Decoding Dylan –
Making Sense of the Songs That Changed Modern Culture
By Jim Curtis
McFarland & Company – $35.00
The night song had diminishing social resonance and power to evoke feelings, so Dylan took what seems in retrospect a logical step. He took the longing caused by ineradicable memories of the symbolic woman, and made a metaphysical dilemma out of it.
(‘Songs of Transcendence’)
[…] his visionary imagination produced a trilogy of songs united by the theme of transcendence: ‘Mr. Tambourine Man,’ Desolation Row,’ and ‘Visions of Johanna.’ These songs have a remarkably consistent pattern when we think of them as thesis, antithesis, and synthesis. It is only a moderate exaggeration to say that everything that he wrote before those three songs led up to them, and that everything that he wrote after them followed them in one way or another.
(‘Songs of Transcendence’)
As is nearly always the case whenever one reads a new book on Bob Dylan, one normally comes away with an entirely new angle; or at least having learnt something new about his extraordinary song-writing ability and all-round towering technique. Decoding Dylan – Making Sense of the Songs That Changed Modern Culture is no exception.
The second of the above two quotes (alone) will, or could, undoubtedly trigger an avalanche of seemingly dense debate among Dylan aficionados.
To be sure, it almost reads like that of a university assignment, with the only things missing being a question mark at the end of the quote itself, immediately followed by the word: Discuss. So, calling all Dylanologists: feel free to respond.
Moreover, like every good university literary assignment, Jim Curtis does much to substantiate his thinking when he writes: ”No matter what creed Dylan has taken up, be it social activism in the 1960’s or Judaism and then Christianity in the 1970’s, sooner or later his restless psyche wants to transcend the limitations of the creed in question. That pattern suggests that he cannot remain satisfied for long with any particular set of beliefs, since he has a spiritual restlessness that will be satisfied only with transcendence itself.
Naturally, this is not what Dylan thought he was doing in 1962 and 1963, or even in 1966. He did not set out to write a cycle of songs about transcendence any more than Picasso had set out to invent Cubism in Paris some 60 years earlier. Creativity is rarely, if ever, a matter of conscious intention. It would seem that creativity has a mind of its own, so to speak. We can now make sense of what he did because we have had lots of time to think about it. We know what came before Dylan, and what came after him, and that knowledge makes the patterns of creativity clearer and more identifiable. And these patterns allow us to decode his mysterious songs.’’
To my mind, the word ‘decode’ might be considered somewhat questionable or off-putting to varying degrees; as to spend time decoding Dylan, surely misses the point?
Misses the point within the context of his vision and the actual art itself.

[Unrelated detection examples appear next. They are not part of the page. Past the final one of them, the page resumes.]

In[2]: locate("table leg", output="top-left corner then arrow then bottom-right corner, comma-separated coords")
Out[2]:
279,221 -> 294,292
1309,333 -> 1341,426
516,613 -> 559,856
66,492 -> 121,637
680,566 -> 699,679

That said, from a purely wanting to find out more perspective, there’s clearly a great deal of idiosyncratic inspiration to be gleaned from the (trivial) pursuit of decoding. Not to mention analysis. As one can go on forever. And ever.
This is what essentially accounts for Decoding Dylan being such an invigorating read; as it highlights so many aspects of the songwriter’s work that one wouldn’t normally think of.
For instance: Dylan’s fascination with Chagall has a larger meaning as well. Although Dylan had grown up on popular music, soon after he got to New York he abandoned the widespread notion common in America that popular culture is exciting and high culture is boring. In his music, he is primarily interested in popular culture, whereas in literature and painting he is primarily interested in high culture. Nevertheless, he would never say that high culture is better than popular culture, or vice versa. I emphasize this point because none of Dylan’s political opinions in the early 1960s were even remotely as radical and subversive as his acceptance of, and respect for, both high culture and popular culture’’ (‘Bob Dylan’).
Given much of the above, each of this book’s eight chapters are as informative as they are challenging (the seventh, ‘Dylan and Springsteen’ in particular).
Hence it being such an imperative read.